Setelah makan, Mak Sari dibantu Jenar mencuci piring. Keduanya tampak akrab, saling bercerita dan bersenda gurau.

"Mak, ini anaknya?" tunjuk Jenar saat ia tak melihat-lihat lebih saksama ruang tamu Mak Sari. Ada meja di pojokan yang diisi vas bunga, kotak tisu, buku yasin dan tahlil, dan sebuah pigura yang menampilkan dua orang beda gender dan generasi.

Mak Sari menghampiri Jenar. "Iya."

"Oh, ini yang tak telepon kemarin ya? Yang nggak mau jemput Mak pulang ngaji?"

"Hush, nggak boleh gitu. Mak yang sengaja nggak mau dijemput. Dia anaknya baik kok, Nduk."

"Eh tapi, aku kayak kenal orang ini ya, Mak." Jenar tampak mengingat sesuatu.
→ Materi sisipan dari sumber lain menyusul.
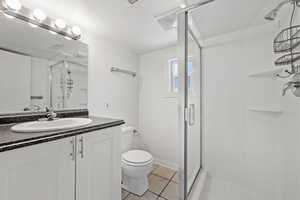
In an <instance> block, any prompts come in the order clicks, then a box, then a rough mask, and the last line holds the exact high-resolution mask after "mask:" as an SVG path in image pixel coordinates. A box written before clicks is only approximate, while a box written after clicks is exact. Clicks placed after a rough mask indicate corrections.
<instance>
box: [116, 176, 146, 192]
mask: <svg viewBox="0 0 300 200" xmlns="http://www.w3.org/2000/svg"><path fill="white" fill-rule="evenodd" d="M122 181H123V184H122V188H124V189H125V190H127V191H128V192H131V193H133V194H136V195H139V196H142V195H143V194H144V193H145V192H146V191H147V190H148V189H149V183H148V177H147V176H146V177H142V178H138V179H137V178H132V177H128V176H126V175H122Z"/></svg>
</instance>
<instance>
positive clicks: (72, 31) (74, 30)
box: [71, 26, 81, 36]
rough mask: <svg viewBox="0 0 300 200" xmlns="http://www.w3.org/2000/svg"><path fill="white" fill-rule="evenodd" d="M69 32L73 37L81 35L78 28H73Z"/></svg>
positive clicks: (74, 27) (74, 26) (80, 30)
mask: <svg viewBox="0 0 300 200" xmlns="http://www.w3.org/2000/svg"><path fill="white" fill-rule="evenodd" d="M71 32H72V33H73V35H75V36H79V35H81V29H80V28H79V27H78V26H73V27H72V30H71Z"/></svg>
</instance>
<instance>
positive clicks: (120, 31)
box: [21, 0, 280, 52]
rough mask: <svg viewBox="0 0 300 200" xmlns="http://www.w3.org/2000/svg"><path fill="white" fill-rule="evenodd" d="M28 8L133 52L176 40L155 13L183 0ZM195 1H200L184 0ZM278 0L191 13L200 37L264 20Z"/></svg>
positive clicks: (61, 2) (238, 2) (99, 1)
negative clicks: (109, 39)
mask: <svg viewBox="0 0 300 200" xmlns="http://www.w3.org/2000/svg"><path fill="white" fill-rule="evenodd" d="M21 1H22V3H23V4H24V5H25V6H27V7H30V8H35V7H38V8H41V9H44V10H45V11H46V12H47V13H48V14H49V15H51V17H61V18H63V19H66V21H68V22H69V23H74V24H78V25H80V26H81V27H83V28H84V29H85V30H86V31H89V32H92V33H96V34H99V35H102V36H104V37H106V38H110V39H111V40H114V41H116V42H119V43H120V44H122V45H124V46H127V47H128V48H130V49H132V50H134V51H136V52H145V51H149V50H153V49H157V48H161V47H164V46H168V45H170V44H174V43H175V42H176V30H170V31H164V30H163V29H162V27H160V26H159V24H158V23H157V21H156V20H155V19H154V16H156V15H158V14H160V13H163V12H165V11H167V10H170V9H173V8H175V7H178V6H179V5H180V3H181V1H182V0H139V1H138V2H137V3H136V4H134V5H130V4H129V3H128V1H127V0H47V1H41V0H21ZM187 1H188V3H189V4H190V3H194V2H197V1H199V0H187ZM279 1H280V0H216V1H215V2H214V3H211V4H209V5H206V6H204V7H202V8H200V9H198V10H197V11H195V12H194V13H193V17H194V21H195V23H196V24H195V25H196V26H197V27H198V29H199V32H200V34H201V36H202V37H203V38H208V37H213V36H216V35H220V34H223V33H228V32H232V31H235V30H238V29H243V28H246V27H249V26H252V25H258V24H263V23H266V21H265V20H264V19H263V16H264V15H265V14H266V12H267V11H268V10H269V9H270V8H272V7H274V6H275V5H276V3H277V2H279Z"/></svg>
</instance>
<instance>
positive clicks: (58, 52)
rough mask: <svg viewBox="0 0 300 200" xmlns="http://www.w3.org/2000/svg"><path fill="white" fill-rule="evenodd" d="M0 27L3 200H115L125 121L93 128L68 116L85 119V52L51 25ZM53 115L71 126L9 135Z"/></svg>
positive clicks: (39, 130) (71, 40) (0, 127)
mask: <svg viewBox="0 0 300 200" xmlns="http://www.w3.org/2000/svg"><path fill="white" fill-rule="evenodd" d="M1 5H2V4H1ZM22 9H23V10H21V11H24V9H25V7H23V8H22ZM25 10H26V9H25ZM18 14H20V13H19V12H18ZM47 20H48V22H50V21H49V20H50V18H49V17H47ZM0 23H1V25H2V26H3V27H5V29H0V35H1V37H0V62H1V68H0V83H1V84H0V200H100V199H101V200H120V199H121V164H120V158H121V151H120V127H119V126H120V125H122V124H123V123H124V122H123V121H122V120H113V119H106V118H98V117H90V119H91V120H92V123H90V122H88V124H85V125H84V126H80V127H77V128H74V127H73V125H74V124H72V123H75V124H76V123H77V122H78V121H79V122H80V121H81V122H82V121H85V120H80V119H79V120H72V119H71V118H72V117H77V118H78V117H81V118H82V117H87V116H88V110H87V107H88V105H87V103H88V60H89V59H88V56H89V54H88V45H87V44H85V43H83V42H82V41H80V40H78V39H79V38H73V40H70V38H68V37H67V39H66V37H65V36H66V35H64V34H65V33H64V34H63V35H61V34H62V31H59V32H58V34H56V35H53V34H50V32H51V31H50V32H49V30H48V29H47V28H49V27H50V26H49V27H46V29H45V27H40V28H32V27H31V26H29V25H28V23H27V21H25V22H24V21H23V20H9V19H7V18H5V17H1V18H0ZM50 28H51V27H50ZM52 32H53V31H52ZM16 33H20V34H21V35H22V37H20V34H16ZM68 34H69V33H68ZM46 108H49V109H46ZM45 110H48V111H49V110H51V111H53V110H55V113H53V112H49V113H48V111H47V112H46V113H45V112H44V111H45ZM56 113H57V114H58V115H59V116H58V117H59V118H69V119H66V120H61V121H60V122H62V123H60V122H59V123H58V122H57V121H53V124H51V122H49V123H48V124H47V125H46V126H45V127H43V126H40V125H41V124H39V126H38V127H30V126H31V125H34V124H35V122H33V123H32V124H31V125H30V126H27V125H28V124H27V125H26V126H19V127H16V128H15V129H14V131H16V130H22V129H23V130H25V131H24V132H22V133H20V132H19V133H17V132H14V131H12V130H11V127H12V126H13V125H15V124H18V123H23V122H28V121H37V120H38V119H40V118H44V117H45V116H47V117H48V120H49V119H54V118H55V116H54V115H53V114H56ZM49 114H50V115H49ZM48 115H49V116H50V117H51V118H49V116H48ZM86 121H88V120H86ZM68 123H71V124H69V125H71V127H69V128H66V127H64V129H63V130H59V131H58V130H56V131H54V130H53V129H52V130H51V131H49V130H48V131H47V132H45V128H46V129H48V128H50V129H51V127H52V126H61V125H62V126H65V125H66V124H68ZM30 128H35V129H36V128H38V131H36V130H35V131H29V130H30ZM42 129H44V130H42Z"/></svg>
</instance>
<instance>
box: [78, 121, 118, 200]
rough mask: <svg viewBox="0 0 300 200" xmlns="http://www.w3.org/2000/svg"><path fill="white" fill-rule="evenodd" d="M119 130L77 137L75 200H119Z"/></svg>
mask: <svg viewBox="0 0 300 200" xmlns="http://www.w3.org/2000/svg"><path fill="white" fill-rule="evenodd" d="M120 160H121V151H120V129H119V128H118V127H117V128H108V129H102V130H99V131H96V132H92V133H89V134H84V135H82V136H77V167H76V169H77V179H76V186H77V189H76V194H77V198H76V199H77V200H120V199H121V164H120Z"/></svg>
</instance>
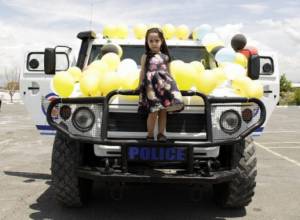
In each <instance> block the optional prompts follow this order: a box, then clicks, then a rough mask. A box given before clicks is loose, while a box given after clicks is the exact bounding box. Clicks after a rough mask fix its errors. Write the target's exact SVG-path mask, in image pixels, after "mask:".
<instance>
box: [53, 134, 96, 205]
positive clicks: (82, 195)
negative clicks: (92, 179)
mask: <svg viewBox="0 0 300 220" xmlns="http://www.w3.org/2000/svg"><path fill="white" fill-rule="evenodd" d="M80 147H81V146H80V143H78V142H75V141H70V140H68V139H67V138H66V137H65V136H63V135H62V134H61V133H59V132H57V133H56V136H55V140H54V143H53V151H52V165H51V172H52V186H53V188H54V191H55V195H56V199H57V200H58V201H59V202H61V203H63V204H64V205H65V206H68V207H80V206H82V205H83V203H85V202H86V201H87V200H88V198H89V195H90V193H91V190H92V186H93V181H92V180H88V179H82V178H78V177H77V175H76V168H77V167H78V166H79V165H81V163H82V157H83V154H82V150H81V148H80Z"/></svg>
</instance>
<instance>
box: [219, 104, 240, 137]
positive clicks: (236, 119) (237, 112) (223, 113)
mask: <svg viewBox="0 0 300 220" xmlns="http://www.w3.org/2000/svg"><path fill="white" fill-rule="evenodd" d="M220 126H221V128H222V130H223V131H224V132H225V133H227V134H233V133H235V132H236V131H238V130H239V129H240V128H241V117H240V115H239V113H238V112H236V111H234V110H227V111H225V112H223V113H222V115H221V118H220Z"/></svg>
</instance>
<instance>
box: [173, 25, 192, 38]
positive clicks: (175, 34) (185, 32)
mask: <svg viewBox="0 0 300 220" xmlns="http://www.w3.org/2000/svg"><path fill="white" fill-rule="evenodd" d="M175 35H176V37H177V38H178V39H180V40H186V39H188V37H189V35H190V29H189V28H188V26H186V25H179V26H178V27H177V28H176V30H175Z"/></svg>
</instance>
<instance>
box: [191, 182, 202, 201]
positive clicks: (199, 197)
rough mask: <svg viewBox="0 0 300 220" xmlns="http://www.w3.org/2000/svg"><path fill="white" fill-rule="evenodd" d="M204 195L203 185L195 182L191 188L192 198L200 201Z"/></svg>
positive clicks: (195, 199) (196, 200)
mask: <svg viewBox="0 0 300 220" xmlns="http://www.w3.org/2000/svg"><path fill="white" fill-rule="evenodd" d="M202 197H203V193H202V185H200V184H193V185H191V188H190V198H191V200H192V201H193V202H199V201H200V200H201V199H202Z"/></svg>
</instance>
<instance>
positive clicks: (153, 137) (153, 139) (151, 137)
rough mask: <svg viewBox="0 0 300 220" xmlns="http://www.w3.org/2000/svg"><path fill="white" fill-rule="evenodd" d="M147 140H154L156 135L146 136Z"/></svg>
mask: <svg viewBox="0 0 300 220" xmlns="http://www.w3.org/2000/svg"><path fill="white" fill-rule="evenodd" d="M146 140H147V141H154V137H149V136H147V137H146Z"/></svg>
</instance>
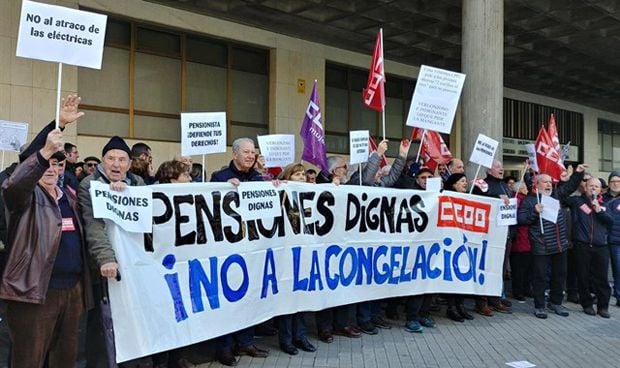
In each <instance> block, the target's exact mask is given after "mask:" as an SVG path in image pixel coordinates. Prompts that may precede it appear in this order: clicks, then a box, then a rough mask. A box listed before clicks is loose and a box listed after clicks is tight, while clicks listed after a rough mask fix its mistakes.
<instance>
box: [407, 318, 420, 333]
mask: <svg viewBox="0 0 620 368" xmlns="http://www.w3.org/2000/svg"><path fill="white" fill-rule="evenodd" d="M405 331H407V332H416V333H422V332H424V328H423V327H422V325H421V324H420V322H418V321H409V322H407V324H405Z"/></svg>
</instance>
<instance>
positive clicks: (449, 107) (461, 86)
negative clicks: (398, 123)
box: [407, 65, 465, 134]
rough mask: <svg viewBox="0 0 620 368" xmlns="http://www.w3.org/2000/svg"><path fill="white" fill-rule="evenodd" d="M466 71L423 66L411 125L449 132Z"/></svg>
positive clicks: (452, 121)
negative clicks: (446, 69)
mask: <svg viewBox="0 0 620 368" xmlns="http://www.w3.org/2000/svg"><path fill="white" fill-rule="evenodd" d="M464 82H465V74H461V73H457V72H453V71H450V70H444V69H439V68H433V67H430V66H427V65H422V68H421V69H420V74H419V75H418V80H417V82H416V86H415V90H414V91H413V98H412V101H411V106H410V107H409V115H407V125H408V126H412V127H419V128H422V129H428V130H434V131H437V132H440V133H446V134H449V133H450V130H452V122H453V121H454V114H455V113H456V106H457V105H458V103H459V98H460V96H461V90H462V89H463V83H464Z"/></svg>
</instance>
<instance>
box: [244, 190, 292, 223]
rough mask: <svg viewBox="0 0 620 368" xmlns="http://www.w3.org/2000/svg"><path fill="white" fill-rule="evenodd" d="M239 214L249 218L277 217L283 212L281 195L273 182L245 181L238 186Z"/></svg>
mask: <svg viewBox="0 0 620 368" xmlns="http://www.w3.org/2000/svg"><path fill="white" fill-rule="evenodd" d="M237 191H238V192H239V208H238V211H239V214H240V215H241V217H243V218H245V219H248V220H258V219H264V218H270V217H275V216H278V215H279V214H280V212H282V210H281V209H280V197H279V196H278V192H277V191H276V188H275V187H274V186H273V184H271V182H268V181H266V182H255V181H253V182H244V183H241V184H239V186H238V187H237Z"/></svg>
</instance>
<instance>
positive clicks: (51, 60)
mask: <svg viewBox="0 0 620 368" xmlns="http://www.w3.org/2000/svg"><path fill="white" fill-rule="evenodd" d="M107 18H108V17H107V16H105V15H102V14H97V13H92V12H87V11H82V10H77V9H71V8H67V7H64V6H57V5H48V4H41V3H37V2H34V1H27V0H24V1H23V3H22V11H21V15H20V20H19V32H18V35H17V56H20V57H25V58H30V59H38V60H46V61H54V62H58V63H64V64H71V65H77V66H84V67H88V68H93V69H101V60H102V58H103V44H104V39H105V31H106V22H107Z"/></svg>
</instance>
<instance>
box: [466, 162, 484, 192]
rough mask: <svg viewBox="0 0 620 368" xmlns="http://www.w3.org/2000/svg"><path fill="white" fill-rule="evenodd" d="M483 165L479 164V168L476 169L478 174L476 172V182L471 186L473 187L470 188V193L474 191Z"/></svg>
mask: <svg viewBox="0 0 620 368" xmlns="http://www.w3.org/2000/svg"><path fill="white" fill-rule="evenodd" d="M481 166H482V165H478V168H477V169H476V174H474V182H473V185H472V186H471V188H469V194H471V193H472V192H473V191H474V186H476V179H477V178H478V174H480V167H481Z"/></svg>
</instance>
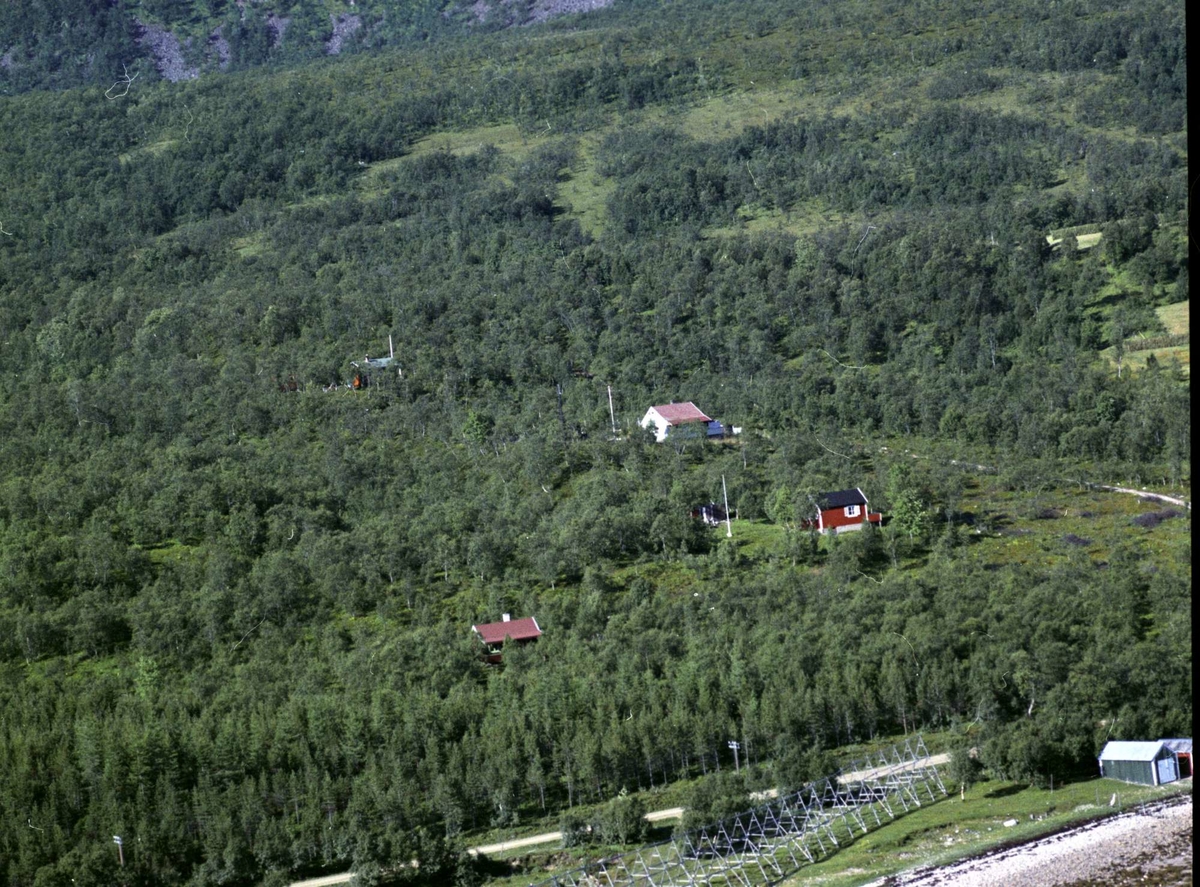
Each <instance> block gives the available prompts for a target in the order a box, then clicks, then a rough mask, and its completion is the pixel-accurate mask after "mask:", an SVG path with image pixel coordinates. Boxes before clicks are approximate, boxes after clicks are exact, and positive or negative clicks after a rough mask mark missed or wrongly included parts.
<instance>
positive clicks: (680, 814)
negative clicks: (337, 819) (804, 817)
mask: <svg viewBox="0 0 1200 887" xmlns="http://www.w3.org/2000/svg"><path fill="white" fill-rule="evenodd" d="M767 795H768V793H767V792H763V796H764V797H766V796H767ZM682 817H683V808H682V807H670V808H667V809H666V810H654V811H652V813H648V814H646V821H647V822H662V821H665V820H677V819H682ZM560 840H563V833H562V832H542V833H541V834H532V835H529V837H528V838H514V839H512V840H508V841H500V843H498V844H482V845H480V846H478V847H470V849H469V850H468V851H467V852H468V853H470V855H472V856H478V855H480V853H484V855H485V856H490V855H492V853H503V852H505V851H508V850H521V849H522V847H535V846H538V845H539V844H553V843H554V841H560ZM352 877H354V873H353V871H343V873H341V874H337V875H323V876H320V877H310V879H307V880H305V881H293V882H292V883H290V885H289V887H332V886H334V885H337V883H347V882H348V881H349V880H350V879H352Z"/></svg>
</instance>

"Loh, Mak, ini orang pernah beli jilbab sama aku buat istrinya. Terus, pernah ketemu juga di masjid. Jadi, ini anaknya Mak?"

Mak Sari syok luar biasa. Sejak kapan anaknya beristri? Dekat dengan perempuan saja cuma ayam betina peliharaannya yang bawa lima anaknya cari makan. Masa punya istri ndak ngabarin Mak Sari sih? Dan apa tadi bilang,  beli jilbab? Buat perempuan mana ya kira-kira? Mak Sari patut mencatat deret pertanyaan untuk Yuda saat pulang nanti. Harus!

"Eh, Mak, aku mau pulang ya. Udah sore. Waktunya aku ke masjid ngajar anak-anak. Kapan-kapan main lagi deh."

"Loh, kok kesusu to, Nduk."

"Main lain kali kok aku, Mak. Minta nomornya dong, Mak, biar enak hubunginnya kalo kangen."